Now apart from a disastrous meal or two at his restaurants, I have to say I rather like his cooking.  And in fairness, it;s a long time since he was just a chef...he's quite a campaigner.  I think generally he has quite a lot (of good things) to say.

Unfortunately, I think what he is saying is both probably right, and probably quite dangerous.  He is 'bang-on' in saying the two major parties are occupying the same centrist ground...and have done for quite some time.  Just before the last election I went to a presentation where the economic policies of the two parties were analysed in depth.  The difference in their spending forecasts was around £5bn.  Now whilst that sounds a lot and is a little more than you and I take home every week, it is in fact a tiny, tiny, tiny amount when on an annual basis the government spends £720 bn per annum or there abouts. If my maths is right, we're talking less than 0.2%.  So whilst the Tories like to portray themselves as the politicians who are careful with our money, in fact they're no different to the Ed Miller Band.  And vice-versa.  my best guess is that The Eton Rifles are much more likely to stick to their guns because they have an elitist view that they and they alone know what's best, whereas Ed's gang would probably have wavered.

Jamie suggests that people like clarity and single-mindedness...he may be right...although many would argue that the current bunch in charge have acted with single-mindedness.  What I think, and have said before, is that people appreciate leaders with vision.  And that is where the current political generation is lacking.  The concept of vision.  What is Britain's role in the world, how should our society be shaped, what sort of communities do we want to live in...not just now but in 25 years time.  If a political party could and would shape that vision, I suspect they would garner enormous support...with a few enemies.
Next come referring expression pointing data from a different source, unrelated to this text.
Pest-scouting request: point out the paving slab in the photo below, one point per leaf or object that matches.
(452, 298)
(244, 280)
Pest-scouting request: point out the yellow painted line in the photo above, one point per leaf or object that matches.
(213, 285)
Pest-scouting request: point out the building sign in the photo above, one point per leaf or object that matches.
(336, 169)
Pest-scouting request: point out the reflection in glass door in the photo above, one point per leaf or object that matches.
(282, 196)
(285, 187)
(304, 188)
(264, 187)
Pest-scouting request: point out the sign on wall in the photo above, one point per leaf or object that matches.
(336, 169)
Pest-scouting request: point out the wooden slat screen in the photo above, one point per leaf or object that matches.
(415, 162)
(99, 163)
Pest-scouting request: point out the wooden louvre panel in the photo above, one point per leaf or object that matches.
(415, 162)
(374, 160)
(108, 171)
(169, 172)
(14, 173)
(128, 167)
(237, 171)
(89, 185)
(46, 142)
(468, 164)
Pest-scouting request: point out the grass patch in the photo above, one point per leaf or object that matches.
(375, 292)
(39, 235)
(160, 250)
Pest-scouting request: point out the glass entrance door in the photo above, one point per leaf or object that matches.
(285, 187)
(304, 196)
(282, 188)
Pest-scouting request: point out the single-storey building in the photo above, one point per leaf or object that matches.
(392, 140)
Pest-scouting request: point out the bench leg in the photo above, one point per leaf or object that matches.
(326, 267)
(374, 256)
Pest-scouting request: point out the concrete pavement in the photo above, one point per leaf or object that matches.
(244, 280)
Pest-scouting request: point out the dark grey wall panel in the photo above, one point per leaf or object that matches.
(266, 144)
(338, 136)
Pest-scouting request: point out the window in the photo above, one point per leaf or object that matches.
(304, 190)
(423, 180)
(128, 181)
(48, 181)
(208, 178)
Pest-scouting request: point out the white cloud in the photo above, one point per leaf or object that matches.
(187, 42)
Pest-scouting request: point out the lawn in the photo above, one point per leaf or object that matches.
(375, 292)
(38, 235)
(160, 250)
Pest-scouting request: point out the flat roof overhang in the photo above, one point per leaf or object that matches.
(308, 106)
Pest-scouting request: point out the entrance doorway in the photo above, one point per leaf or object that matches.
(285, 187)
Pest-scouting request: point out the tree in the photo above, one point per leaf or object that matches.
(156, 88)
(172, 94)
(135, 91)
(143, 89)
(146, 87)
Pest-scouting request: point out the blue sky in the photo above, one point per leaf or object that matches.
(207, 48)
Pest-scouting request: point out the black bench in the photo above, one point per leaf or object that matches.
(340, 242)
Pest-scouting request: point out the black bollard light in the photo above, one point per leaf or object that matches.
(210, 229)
But until then, the danger is that crackpot organisations like UKIP will focus on a few populist policies and actually prevent a new order emerging.

Monday 13 May 2013

Sore loser

I have a feeling David Cameron is being hoisted.  Having said that he wants to renegotiate Britain's membership of the EU and then hold a referendum on it, a whole host of Tory Grandees and senior ministers are just manoeuvring just to have a referendum.  Almost certainly the result would be a British exit from Europe.  Cameron thought he was being clever, but really he's just a little boy playing with men's toys.  Useless, useless little man.

We bought a 'dock' for our digital music recently.  Very splendid it looks too.

We chose this one because a) it looks good and b) you can plug in both an iPod and an android phone.  Except we discovered that our iPod is too old to be compatible and the Android connector (if you're not a techy...if you don't have an iPhone, but do have one onto which you can download apps, the chances are that it is an Android phone, probably made by Samsung, Motorola, Sony or LG) just charges the phone whilst the music has to be sent by bluetooth...yes that does sound over-complicated, and yes it's a bit beyond us.  So it's a bit of a white elephant really...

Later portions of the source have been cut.